In 1856 he returned to India and took up judicial work at Shikarpur, subsequently resuming the inquiry into alienated lands, and was attached to the staff of Sir Bartle Frere, then Chief Commissioner of Scinde. In this capacity he showed much tact and energy, and when it was decided to establish overland telegraphic communication from Europe through Persia and Baluchistan to India, Colonel Goldsmid was at once selected as the man best fitted to superintend the task.

From 1865 to 1870 he held the post of Government director of the Indo-European Telegraph Company, and during those six years he personally superintended the erection of the poles and the carrying of the wires across the whole extent of the Shah's kingdom. Of that arduous work he gave an interesting and modest account in his volume entitled "Telegraph and Travel," rendering full justice to the efforts of his assistants and saying little or nothing of his own. In 1866, on the completion of the first stage of his work, he received a Companionship of the Bath and the thanks of the Government of India, and in 1871, when the work was all done, a Knight Commandership of the Star of India. In 1871 he acted as British Commissioner for the delimitation of the Baluch frontier with Persia, and in the following year he was entrusted with the more difficult task of arranging the Selstan frontier between Afghanistan and Persia. It was difficult to satisfy both sides, and Sir Frederic Goldsmid's award did not satisfy the Shah, while he gave undoubted umbrage to the Ammer Shere Ali.
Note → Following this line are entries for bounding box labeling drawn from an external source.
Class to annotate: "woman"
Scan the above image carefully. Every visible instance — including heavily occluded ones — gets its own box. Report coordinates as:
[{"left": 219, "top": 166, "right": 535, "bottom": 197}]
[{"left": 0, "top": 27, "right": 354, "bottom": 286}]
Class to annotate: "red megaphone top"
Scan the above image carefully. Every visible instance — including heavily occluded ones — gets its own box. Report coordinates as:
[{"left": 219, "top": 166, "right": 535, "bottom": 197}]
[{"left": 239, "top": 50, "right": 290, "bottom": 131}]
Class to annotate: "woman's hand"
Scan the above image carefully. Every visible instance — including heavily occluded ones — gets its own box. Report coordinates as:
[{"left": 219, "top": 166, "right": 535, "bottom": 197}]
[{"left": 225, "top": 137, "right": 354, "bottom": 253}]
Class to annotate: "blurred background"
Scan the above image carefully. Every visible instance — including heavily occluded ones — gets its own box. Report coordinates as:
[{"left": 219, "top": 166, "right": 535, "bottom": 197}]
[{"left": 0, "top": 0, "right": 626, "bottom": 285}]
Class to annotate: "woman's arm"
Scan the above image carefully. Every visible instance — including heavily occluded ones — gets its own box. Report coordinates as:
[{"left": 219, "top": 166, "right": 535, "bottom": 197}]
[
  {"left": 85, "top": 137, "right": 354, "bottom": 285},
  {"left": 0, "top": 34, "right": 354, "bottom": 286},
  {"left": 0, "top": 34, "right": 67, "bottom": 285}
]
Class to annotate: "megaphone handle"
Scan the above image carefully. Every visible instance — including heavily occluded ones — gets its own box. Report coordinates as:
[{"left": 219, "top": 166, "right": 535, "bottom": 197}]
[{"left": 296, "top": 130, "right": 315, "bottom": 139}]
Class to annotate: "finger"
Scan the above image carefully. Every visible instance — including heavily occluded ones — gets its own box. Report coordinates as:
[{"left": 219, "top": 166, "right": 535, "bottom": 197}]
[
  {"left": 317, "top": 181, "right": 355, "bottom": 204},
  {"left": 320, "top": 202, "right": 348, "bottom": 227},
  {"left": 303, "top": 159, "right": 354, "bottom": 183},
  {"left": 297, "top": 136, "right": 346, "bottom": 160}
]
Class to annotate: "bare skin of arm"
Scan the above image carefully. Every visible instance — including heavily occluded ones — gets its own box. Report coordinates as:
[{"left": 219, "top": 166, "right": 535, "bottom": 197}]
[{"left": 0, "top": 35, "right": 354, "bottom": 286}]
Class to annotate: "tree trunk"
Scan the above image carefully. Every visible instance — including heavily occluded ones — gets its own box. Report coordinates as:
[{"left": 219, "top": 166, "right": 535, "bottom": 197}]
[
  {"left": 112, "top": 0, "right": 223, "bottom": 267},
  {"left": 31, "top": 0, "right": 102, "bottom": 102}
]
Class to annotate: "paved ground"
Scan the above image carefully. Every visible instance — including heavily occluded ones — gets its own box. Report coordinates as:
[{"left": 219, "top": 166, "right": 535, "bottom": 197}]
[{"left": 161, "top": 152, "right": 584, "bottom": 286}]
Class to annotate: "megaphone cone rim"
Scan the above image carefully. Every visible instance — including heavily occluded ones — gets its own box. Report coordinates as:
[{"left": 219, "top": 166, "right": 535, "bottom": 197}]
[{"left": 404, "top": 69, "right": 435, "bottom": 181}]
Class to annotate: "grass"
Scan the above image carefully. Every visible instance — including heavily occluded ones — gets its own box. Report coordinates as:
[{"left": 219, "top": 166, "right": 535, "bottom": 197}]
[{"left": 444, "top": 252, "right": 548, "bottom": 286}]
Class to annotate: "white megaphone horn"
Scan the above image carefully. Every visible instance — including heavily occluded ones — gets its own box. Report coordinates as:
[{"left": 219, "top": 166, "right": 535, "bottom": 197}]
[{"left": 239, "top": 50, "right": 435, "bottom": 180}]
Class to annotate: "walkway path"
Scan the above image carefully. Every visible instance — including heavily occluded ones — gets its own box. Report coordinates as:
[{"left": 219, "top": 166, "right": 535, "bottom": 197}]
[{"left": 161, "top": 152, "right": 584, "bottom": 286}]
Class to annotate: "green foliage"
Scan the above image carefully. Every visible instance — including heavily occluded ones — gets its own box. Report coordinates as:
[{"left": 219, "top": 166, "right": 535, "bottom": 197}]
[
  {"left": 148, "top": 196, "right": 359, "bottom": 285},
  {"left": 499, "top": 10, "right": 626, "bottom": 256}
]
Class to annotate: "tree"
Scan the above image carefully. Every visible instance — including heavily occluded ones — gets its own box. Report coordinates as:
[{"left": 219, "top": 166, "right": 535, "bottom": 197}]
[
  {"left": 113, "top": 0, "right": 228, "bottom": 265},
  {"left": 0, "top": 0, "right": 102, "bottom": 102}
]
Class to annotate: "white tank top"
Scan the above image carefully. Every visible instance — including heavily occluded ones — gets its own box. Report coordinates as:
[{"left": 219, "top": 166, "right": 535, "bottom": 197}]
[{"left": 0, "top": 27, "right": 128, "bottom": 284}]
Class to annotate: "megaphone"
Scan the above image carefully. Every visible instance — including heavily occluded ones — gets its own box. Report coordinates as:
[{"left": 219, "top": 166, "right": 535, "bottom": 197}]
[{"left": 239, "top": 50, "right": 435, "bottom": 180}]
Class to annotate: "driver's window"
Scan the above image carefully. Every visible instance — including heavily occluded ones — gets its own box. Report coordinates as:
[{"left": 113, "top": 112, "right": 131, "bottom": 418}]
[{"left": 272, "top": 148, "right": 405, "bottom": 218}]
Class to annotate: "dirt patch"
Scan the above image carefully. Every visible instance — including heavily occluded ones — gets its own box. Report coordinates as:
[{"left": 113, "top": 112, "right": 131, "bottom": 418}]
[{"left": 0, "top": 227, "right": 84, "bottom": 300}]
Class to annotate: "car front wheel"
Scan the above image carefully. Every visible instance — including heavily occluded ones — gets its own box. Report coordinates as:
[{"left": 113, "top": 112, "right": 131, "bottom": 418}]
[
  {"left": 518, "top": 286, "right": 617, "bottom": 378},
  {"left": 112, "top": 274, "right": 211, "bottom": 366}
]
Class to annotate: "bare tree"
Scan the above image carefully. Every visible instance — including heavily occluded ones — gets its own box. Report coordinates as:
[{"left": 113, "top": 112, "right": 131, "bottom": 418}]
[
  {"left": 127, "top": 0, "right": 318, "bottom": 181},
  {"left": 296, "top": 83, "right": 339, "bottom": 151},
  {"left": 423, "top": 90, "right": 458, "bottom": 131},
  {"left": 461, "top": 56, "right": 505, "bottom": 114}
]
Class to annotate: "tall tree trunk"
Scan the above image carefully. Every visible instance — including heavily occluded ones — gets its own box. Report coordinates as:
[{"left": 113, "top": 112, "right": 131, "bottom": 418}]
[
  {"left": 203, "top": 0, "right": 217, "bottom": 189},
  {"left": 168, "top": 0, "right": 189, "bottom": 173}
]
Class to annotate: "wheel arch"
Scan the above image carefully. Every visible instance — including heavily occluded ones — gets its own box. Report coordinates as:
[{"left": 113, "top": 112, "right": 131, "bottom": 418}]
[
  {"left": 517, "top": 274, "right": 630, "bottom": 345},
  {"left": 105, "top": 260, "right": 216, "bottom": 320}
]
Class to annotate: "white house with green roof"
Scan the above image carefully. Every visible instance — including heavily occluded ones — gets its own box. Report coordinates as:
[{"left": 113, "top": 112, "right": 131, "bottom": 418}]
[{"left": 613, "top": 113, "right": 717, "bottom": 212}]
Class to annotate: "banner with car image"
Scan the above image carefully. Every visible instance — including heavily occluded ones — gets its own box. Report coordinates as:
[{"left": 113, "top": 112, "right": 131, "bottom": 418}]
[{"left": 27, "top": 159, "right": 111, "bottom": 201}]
The Selstan business was afterwards alleged to be the first cause of that Afghan ruler's taking umbrage at our policy; but its effect was probably exaggerated, although Yakub Khan, in his summary of his father's policy, makes it the starting-point of his alienation from the side of England. Sir Frederic returned to England after his Persian mission and devoted himself to the preparation of his voluminous report on Eastern Persia and to other literary work. From his knowledge of Persia and of the events that led up to the Mutiny, which has been first predicted by his old chief, John Jacob, Sir Frederic Goldsmid was entrusted with the execution of the Life of Sir James Outram, the Bayard of India, a work that met with considerable success.

In 1877 he was appointed British representative of an international commission to inquire into the whole matter of coolie emigration, and again received the acknowledgments of the Government of India, in which the Secretary of State "entirely concurred." In 1880 Sir Frederic was appointed British Controller of the Daira Sanya, and held the post for three years. During this period occurred the Arabi rebellion, and during the war Sir Frederic organised a local intelligence department at Alexandria, which rendered useful service until the surrender of Arabi after Tel-el-Kebir. In 1883 he left Egypt and accepted a mission from the King of the Belgians to the Congo that would have led to a permanent command in that region but for the complete breakdown of his health, which compelled him to return to England. The special object of this mission was to test the validity of about 300 treaties concluded with chief of the Congo Basin. The may be termed his last appearance in a public capacity, and he devoted his attention during the last years of his life to literary work, much of which consisted of anonymous contributions to newspapers, reviews and work of reference like the Encyclopædia Britannica. In this sphere he gained the reputation of being a laborious and conscientious writer, and his natural temperament was that of a literary and scientific student rather than of a soldier and man of action. He was for many years a most interested member of the committee of the Gordon Boys' Home, and until the last had taken a keen interest in the Archbishop's Mission to Assyrian Christians, of which was one of the original promoters.

He married, in 1849, Mary, eldest daughter of Lieutenant-General Mackenzie Steuart, who died in 1900, and by whom he had two sons and four daughters.